We're trying to implement a backup/restore data feature in our business productivity iPad app using UIDocumentPickerViewController and AppleArchive, but discovered odd behavior of [UIDocumentPickerViewController initForOpeningContentTypes: asCopy:YES]
when reading large archive files from a USB drive.
We've duplicated this behavior with iPadOS 16.6.1 and 17.7 when building our app with Xcode 15.4 targeting minimum deployment of iPadOS 16. We haven't tested this with bleeding edge iPadOS 18.
Here's our Objective-C code which presents the picker:
NSArray* contentTypeArray = @[UTTypeAppleArchive];
UIDocumentPickerViewController* docPickerVC = [[UIDocumentPickerViewController alloc] initForOpeningContentTypes:contentTypeArray asCopy:YES];
docPickerVC.delegate = self;
docPickerVC.allowsMultipleSelection = NO;
docPickerVC.shouldShowFileExtensions = YES;
docPickerVC.modalPresentationStyle = UIModalPresentationPopover;
docPickerVC.popoverPresentationController.sourceView = self.view;
[self presentViewController:docPickerVC animated:YES completion:nil];
The UIDocumentPickerViewController remains visible until the selected external archive file has been copied from the USB drive to the app's local tmp sandbox. This may take several seconds due to the slow access speed of the USB drive. During this time the UIDocumentPickerViewController does NOT disable its tableview rows displaying files found on the USB drive. Even the most patient user will tap the desired filename a second (or third or fourth) time since the user's initial tap appears to have been ignored by UIDocumentPickerViewController, which lacks sufficient UI feedback showing it's busy copying the selected file.

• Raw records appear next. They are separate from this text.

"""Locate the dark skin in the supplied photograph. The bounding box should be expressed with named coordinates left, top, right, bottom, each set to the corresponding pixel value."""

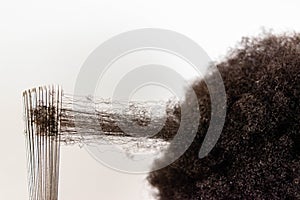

left=148, top=33, right=300, bottom=200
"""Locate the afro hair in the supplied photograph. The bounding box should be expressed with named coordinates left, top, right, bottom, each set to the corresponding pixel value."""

left=148, top=33, right=300, bottom=200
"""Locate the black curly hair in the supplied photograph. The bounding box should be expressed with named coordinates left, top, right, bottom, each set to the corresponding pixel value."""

left=148, top=33, right=300, bottom=200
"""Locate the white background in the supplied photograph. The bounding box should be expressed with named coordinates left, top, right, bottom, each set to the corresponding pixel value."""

left=0, top=0, right=300, bottom=200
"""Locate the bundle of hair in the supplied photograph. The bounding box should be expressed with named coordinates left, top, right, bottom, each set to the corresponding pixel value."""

left=23, top=34, right=300, bottom=200
left=23, top=86, right=180, bottom=200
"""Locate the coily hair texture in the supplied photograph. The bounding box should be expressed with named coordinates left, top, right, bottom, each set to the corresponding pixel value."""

left=148, top=33, right=300, bottom=200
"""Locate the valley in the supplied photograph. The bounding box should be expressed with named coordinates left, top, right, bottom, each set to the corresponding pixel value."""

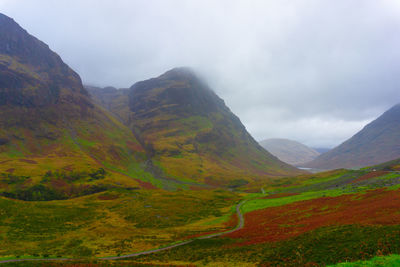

left=0, top=6, right=400, bottom=267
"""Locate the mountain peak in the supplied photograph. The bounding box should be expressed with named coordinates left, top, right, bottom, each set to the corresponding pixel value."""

left=159, top=67, right=197, bottom=78
left=0, top=14, right=87, bottom=107
left=307, top=104, right=400, bottom=169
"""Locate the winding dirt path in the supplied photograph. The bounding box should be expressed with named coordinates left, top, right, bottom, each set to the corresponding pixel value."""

left=0, top=200, right=246, bottom=264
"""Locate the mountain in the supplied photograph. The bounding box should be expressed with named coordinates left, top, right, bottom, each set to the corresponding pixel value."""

left=306, top=104, right=400, bottom=169
left=312, top=147, right=331, bottom=154
left=260, top=138, right=320, bottom=166
left=89, top=68, right=299, bottom=187
left=0, top=14, right=150, bottom=199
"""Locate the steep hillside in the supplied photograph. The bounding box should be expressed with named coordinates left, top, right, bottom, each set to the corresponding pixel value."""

left=128, top=68, right=298, bottom=187
left=0, top=14, right=155, bottom=199
left=87, top=68, right=299, bottom=187
left=260, top=138, right=319, bottom=166
left=306, top=104, right=400, bottom=169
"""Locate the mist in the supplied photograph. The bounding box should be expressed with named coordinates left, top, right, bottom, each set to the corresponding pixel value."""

left=0, top=0, right=400, bottom=147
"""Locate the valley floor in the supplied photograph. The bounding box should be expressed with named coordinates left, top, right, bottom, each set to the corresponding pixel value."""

left=0, top=162, right=400, bottom=266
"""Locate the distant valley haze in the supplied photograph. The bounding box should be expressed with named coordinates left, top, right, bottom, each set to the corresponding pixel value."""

left=0, top=0, right=400, bottom=148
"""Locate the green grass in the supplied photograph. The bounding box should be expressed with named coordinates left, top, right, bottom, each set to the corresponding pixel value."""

left=242, top=189, right=352, bottom=213
left=329, top=254, right=400, bottom=267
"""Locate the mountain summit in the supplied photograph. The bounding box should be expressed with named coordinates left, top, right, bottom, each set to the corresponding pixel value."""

left=91, top=68, right=299, bottom=186
left=0, top=14, right=90, bottom=107
left=306, top=104, right=400, bottom=169
left=0, top=14, right=149, bottom=200
left=260, top=138, right=320, bottom=166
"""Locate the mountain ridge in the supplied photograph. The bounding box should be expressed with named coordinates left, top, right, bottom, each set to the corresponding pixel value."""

left=306, top=104, right=400, bottom=169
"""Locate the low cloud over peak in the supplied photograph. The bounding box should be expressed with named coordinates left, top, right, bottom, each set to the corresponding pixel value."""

left=0, top=0, right=400, bottom=147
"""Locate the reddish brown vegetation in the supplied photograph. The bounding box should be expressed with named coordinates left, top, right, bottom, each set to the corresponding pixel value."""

left=136, top=179, right=157, bottom=189
left=98, top=194, right=119, bottom=200
left=351, top=171, right=387, bottom=184
left=228, top=189, right=400, bottom=245
left=19, top=159, right=37, bottom=164
left=263, top=193, right=299, bottom=199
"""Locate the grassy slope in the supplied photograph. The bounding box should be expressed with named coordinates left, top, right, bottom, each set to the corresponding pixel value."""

left=122, top=161, right=400, bottom=266
left=90, top=69, right=299, bottom=191
left=0, top=189, right=238, bottom=258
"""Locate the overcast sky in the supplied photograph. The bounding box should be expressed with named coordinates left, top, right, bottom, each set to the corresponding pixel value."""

left=0, top=0, right=400, bottom=147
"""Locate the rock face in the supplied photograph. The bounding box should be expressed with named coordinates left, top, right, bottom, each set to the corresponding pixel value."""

left=87, top=68, right=299, bottom=187
left=260, top=138, right=320, bottom=167
left=306, top=104, right=400, bottom=169
left=127, top=68, right=297, bottom=185
left=0, top=14, right=89, bottom=107
left=0, top=14, right=150, bottom=196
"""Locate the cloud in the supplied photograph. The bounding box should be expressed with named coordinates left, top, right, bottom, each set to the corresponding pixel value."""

left=0, top=0, right=400, bottom=146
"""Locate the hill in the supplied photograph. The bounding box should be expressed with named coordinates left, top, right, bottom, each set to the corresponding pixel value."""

left=260, top=138, right=320, bottom=166
left=306, top=104, right=400, bottom=169
left=89, top=68, right=299, bottom=187
left=0, top=14, right=156, bottom=200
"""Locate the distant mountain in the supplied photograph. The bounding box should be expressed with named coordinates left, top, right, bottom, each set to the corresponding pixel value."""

left=260, top=138, right=320, bottom=166
left=89, top=68, right=299, bottom=186
left=306, top=104, right=400, bottom=169
left=0, top=14, right=150, bottom=200
left=312, top=147, right=331, bottom=154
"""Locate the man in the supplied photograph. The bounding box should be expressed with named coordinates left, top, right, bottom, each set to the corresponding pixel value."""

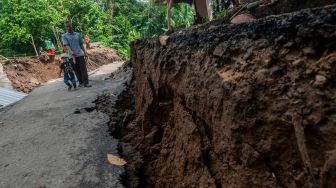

left=85, top=33, right=90, bottom=49
left=62, top=21, right=91, bottom=87
left=44, top=37, right=55, bottom=63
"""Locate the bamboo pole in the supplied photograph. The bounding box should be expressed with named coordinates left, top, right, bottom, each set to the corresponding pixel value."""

left=30, top=35, right=38, bottom=57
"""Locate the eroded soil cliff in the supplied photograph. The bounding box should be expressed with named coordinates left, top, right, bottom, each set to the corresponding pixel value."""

left=101, top=6, right=336, bottom=187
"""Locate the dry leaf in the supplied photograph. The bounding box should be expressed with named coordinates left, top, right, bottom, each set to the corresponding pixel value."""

left=106, top=91, right=115, bottom=97
left=107, top=154, right=126, bottom=166
left=160, top=35, right=169, bottom=46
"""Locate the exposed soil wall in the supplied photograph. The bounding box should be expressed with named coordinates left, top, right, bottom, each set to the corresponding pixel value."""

left=128, top=6, right=336, bottom=187
left=3, top=48, right=122, bottom=93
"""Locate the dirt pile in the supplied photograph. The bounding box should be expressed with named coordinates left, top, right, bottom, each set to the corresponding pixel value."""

left=4, top=48, right=122, bottom=93
left=112, top=3, right=336, bottom=187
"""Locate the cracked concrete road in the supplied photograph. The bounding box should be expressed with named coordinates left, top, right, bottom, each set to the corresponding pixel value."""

left=0, top=62, right=131, bottom=188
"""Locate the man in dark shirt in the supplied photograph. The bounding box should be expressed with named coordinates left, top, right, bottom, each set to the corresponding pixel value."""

left=59, top=53, right=77, bottom=91
left=62, top=21, right=91, bottom=87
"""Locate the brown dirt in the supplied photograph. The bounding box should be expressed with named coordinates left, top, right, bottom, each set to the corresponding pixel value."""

left=115, top=3, right=336, bottom=187
left=4, top=48, right=122, bottom=93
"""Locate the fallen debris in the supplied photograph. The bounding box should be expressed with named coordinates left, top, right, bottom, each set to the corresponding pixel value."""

left=107, top=154, right=126, bottom=166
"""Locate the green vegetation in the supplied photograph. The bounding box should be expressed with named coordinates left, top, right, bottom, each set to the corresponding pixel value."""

left=0, top=0, right=193, bottom=57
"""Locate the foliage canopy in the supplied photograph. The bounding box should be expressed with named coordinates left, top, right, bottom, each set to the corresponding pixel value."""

left=0, top=0, right=193, bottom=56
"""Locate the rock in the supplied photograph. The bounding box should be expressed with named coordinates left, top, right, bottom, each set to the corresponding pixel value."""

left=314, top=75, right=327, bottom=86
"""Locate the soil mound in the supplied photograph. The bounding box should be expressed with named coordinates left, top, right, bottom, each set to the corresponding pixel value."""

When the user taps the file a second time, UIDocumentPickerViewController apparently begins to copy the archive file once again. The end result is a truncated copy of the selected file based on the time between taps. For instance, a 788 MB source archive may be copied as a 56 MB file. Here, the UIDocumentPickerDelegate receives a 56 MB file instead of the original 788 MB of data.
Not surprisingly, AppleArchive fails to decrypt the local copy of the archive because it's missing data. Instead of failing gracefully, AppleArchive crashes in AAArchiveStreamClose() (see forums post 765102 for details).
Does anyone know if there's a workaround for this strange behavior of UIDocumentPickerViewController?
Should we file a separate bug report, or extend FB16131472 with iPadOS 18.6 info?
Sorry, I missed that in the previous posts. Please update the existing bug.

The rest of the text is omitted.